Sinonimi e contrari

Mi troverete a ripetere che sono matta; per il mio sentire infinito, per ciò che ho preferito smettere di desiderare, invece di accettare di averlo perso; per la mia doppia testa che come il mondo alterna la luce al buio e per la mia coppia di cuori, uniti dall’incapacità di odiare.

Mi incrocerete mentre incollo i pezzi di qualcosa che si è rotto, e non lo vedrete facilmente perchè lo custodisco da sempre tra la pelle e il sangue, o mentre perdo la testa per ciò che vi sembra un nonnulla, e forse ci rido su, perchè si ride davvero solo delle cose serie.

Mi osserverete mentre annullo tutte le distanze, o scelgo di non mentire come solo i più abili bugiardi sono in grado di fare, o mentre impasto il dolore muovendo ogni costola, e lo trasformo in vista e udito e olfatto, perchè anche l’acqua calda toglie la sete.
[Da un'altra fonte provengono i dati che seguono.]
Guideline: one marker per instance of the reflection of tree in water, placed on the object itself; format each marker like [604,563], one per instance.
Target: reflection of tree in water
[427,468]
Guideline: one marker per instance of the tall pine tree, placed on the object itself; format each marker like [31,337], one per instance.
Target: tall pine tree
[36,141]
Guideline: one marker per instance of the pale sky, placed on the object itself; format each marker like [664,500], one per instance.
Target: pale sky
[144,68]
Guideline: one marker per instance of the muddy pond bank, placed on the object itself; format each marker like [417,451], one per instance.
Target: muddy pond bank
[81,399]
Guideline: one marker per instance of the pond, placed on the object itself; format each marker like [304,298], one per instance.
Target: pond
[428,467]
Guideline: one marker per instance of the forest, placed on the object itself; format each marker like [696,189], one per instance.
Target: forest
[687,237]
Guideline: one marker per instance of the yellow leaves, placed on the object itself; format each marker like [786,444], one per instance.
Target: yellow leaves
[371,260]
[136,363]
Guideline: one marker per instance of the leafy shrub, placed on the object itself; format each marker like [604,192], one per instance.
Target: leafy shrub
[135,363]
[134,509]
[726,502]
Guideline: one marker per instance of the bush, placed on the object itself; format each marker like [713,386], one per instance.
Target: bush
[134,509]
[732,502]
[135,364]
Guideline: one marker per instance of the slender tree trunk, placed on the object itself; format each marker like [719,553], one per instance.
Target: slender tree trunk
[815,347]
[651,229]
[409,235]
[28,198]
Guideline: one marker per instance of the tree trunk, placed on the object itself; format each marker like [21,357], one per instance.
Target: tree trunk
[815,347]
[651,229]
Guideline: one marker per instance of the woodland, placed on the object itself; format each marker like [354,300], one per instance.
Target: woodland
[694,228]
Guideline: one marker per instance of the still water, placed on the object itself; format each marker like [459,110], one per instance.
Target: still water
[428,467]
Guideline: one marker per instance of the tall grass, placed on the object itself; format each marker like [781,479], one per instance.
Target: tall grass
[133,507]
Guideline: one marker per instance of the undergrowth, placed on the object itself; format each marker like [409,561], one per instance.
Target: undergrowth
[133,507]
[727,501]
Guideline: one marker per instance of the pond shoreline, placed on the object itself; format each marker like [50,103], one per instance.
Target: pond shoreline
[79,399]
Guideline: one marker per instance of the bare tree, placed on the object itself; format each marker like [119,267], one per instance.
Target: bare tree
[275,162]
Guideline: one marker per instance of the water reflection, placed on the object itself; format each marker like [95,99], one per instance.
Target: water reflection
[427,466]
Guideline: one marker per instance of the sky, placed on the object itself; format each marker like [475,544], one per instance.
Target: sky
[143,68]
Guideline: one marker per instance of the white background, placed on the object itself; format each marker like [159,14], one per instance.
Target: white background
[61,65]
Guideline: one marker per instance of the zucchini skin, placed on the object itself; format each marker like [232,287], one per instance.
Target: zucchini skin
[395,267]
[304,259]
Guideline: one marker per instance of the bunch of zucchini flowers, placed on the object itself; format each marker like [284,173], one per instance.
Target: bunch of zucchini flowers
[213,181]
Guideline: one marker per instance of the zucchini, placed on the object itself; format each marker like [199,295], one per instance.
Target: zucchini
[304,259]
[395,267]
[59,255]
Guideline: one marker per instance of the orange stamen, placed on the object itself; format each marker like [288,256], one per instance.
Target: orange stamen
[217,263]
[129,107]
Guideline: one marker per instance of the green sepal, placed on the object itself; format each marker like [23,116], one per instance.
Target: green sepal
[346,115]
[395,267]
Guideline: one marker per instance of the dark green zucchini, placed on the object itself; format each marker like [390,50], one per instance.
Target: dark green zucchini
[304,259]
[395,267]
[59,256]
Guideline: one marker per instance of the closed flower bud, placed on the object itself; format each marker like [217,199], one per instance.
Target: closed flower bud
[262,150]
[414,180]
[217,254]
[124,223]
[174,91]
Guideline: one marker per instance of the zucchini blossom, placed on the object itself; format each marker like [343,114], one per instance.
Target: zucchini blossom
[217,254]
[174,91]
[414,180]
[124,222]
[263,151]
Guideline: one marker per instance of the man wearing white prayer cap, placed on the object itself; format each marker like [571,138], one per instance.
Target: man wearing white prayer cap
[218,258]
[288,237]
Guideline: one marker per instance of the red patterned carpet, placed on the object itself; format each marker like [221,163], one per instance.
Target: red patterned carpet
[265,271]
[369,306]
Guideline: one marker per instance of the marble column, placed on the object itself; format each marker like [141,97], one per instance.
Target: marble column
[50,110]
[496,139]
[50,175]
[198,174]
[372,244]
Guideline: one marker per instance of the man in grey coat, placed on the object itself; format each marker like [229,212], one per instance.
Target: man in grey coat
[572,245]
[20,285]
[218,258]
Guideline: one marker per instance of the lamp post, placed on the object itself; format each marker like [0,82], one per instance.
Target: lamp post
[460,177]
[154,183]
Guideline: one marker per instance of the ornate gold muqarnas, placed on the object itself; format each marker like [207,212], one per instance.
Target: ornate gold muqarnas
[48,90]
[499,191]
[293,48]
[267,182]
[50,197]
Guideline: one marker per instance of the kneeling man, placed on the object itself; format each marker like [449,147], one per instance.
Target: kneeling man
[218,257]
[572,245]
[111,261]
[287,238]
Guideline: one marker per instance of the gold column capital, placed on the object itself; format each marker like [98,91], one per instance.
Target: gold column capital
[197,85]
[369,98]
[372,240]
Mi farete passare mentre attraverso la strada in obliquo e se non avrete fretta di ingranare la marcia per andare, sul ciglio della strada vi indicherò dove si parcheggia, perchè più importante della sosta esiste solo la fermata.

E allora sinceri mi direte mi ricordo di te, so bene chi sei. E io vi dirò grazie, finalmente lo so anch’io.

 

 

 

 

 

 

 

 

 

Di ritorno

Come sbucciarsi le ginocchia sull’asfalto, e ripetersi che tutto andrà bene che basterà un soffio o la parola di una madre o solo fare più attenzione. Che poi l’attenzione, ecco proprio quella, non sai mai quanta ne basti e se poi ce ne metti troppa, allora si che c’è da penare, ben di più che per due ginocchia sbucciate.
Tu però alzati, rimettiti sempre all’impiedi o se più di tutto vuoi stare a terra, stacci almeno con il naso all’insù, non perderti neanche una goccia di pioggia, o il primo raggio di un mattino o una mano che si tende e ti tira forte, così tanto che non farai resistenza, così forte che ti sembrerà esser la tua.
C’è sempre un pensiero che nel tempo ritorna, è come un ricordo che non sapevi di avere, come le righe di A e B che hai scritto alle elementari; ti dice eccoti finalmente sei qui, hai risolto l’equazione, messo la giusta chiave nella giusta toppa, incartato il regalo perfetto anche senza un fiocco, spento le candeline che subito si sono riaccese.
Un pensiero che è come uno scherzo ma di quelli belli che fanno ridere senza deridere mai, come una frase che non ha negazioni, come un’intera casa ancora tutta da arredare, come il giorno in cui sei nato che se anche hai pianto, tutti erano felici.

Capire i Verdena (Alt. lyrics)

(No one can live in sorrow, Ask all your friends)

Se dovete andare ad un concerto dei Verdena, se lo avete in progetto, se volete farlo prima o poi, voi andateci con il cuore spezzato. Potete avere una speranza di apparizione o epifania o catarsi, è un buon modo, vi assicuro.
Per supportare il buon Plinio vi dirò subito che io i Verdena ovviamente non li capisco, e fanno tutta una serie di cose che solitamente non mi piacciono; troppe distorsioni vocali, nessun tipo di comunicazione e/o interazione, brutti testi, per non esagerare e dire orrendi, perchè dai su, alla fine non è bello scriver male dei Verdena. Ma io questa volta sul prato di Spazio 211 ci ho lasciato un pezzo di magone, attraversato con una lancia trafitto sconnesso sbattezzato. Che certe cose sono molto più forti e ti impressionano maggiormente, quando ti ci avvicini con incoscienza e un briciolo di inconsapevolezza. Ecco tutto. Per il resto bisogna solo ascoltare, stare in piedi farsi venire il mal di schiena, e sentire, per dire una grande banalità che però funziona sempre, essere disposti a sentire.
Poi sinceramente non importa, per questa volta non importa se il giorno dopo non andrete a rispolverarvi tutti gli album dei Verdena nei secoli dei secoli, o se non ricorderete nemmeno una delle canzoni che avete sentito, o se l’unica che sapevate, è proprio quella che non hanno fatto. Cazzo, non importa.
Ti rimane in testa quel gesto isterico di girarti e rigirarti su te stesso senza trovare vie d’uscita, il moto ondoso dell’assenza di cibo e degli attacchi di fame e di altra assenza di cibo e di altri attacchi di fame; il prezzo, sempre alto, di aver vissuto qualcosa di non condiviso, sciupato dalle continue assenze, ridotto a tre parole tre, sboccato e tenace come un’ingiuria.
Andateci con il cuore spezzato, e poi mi dite.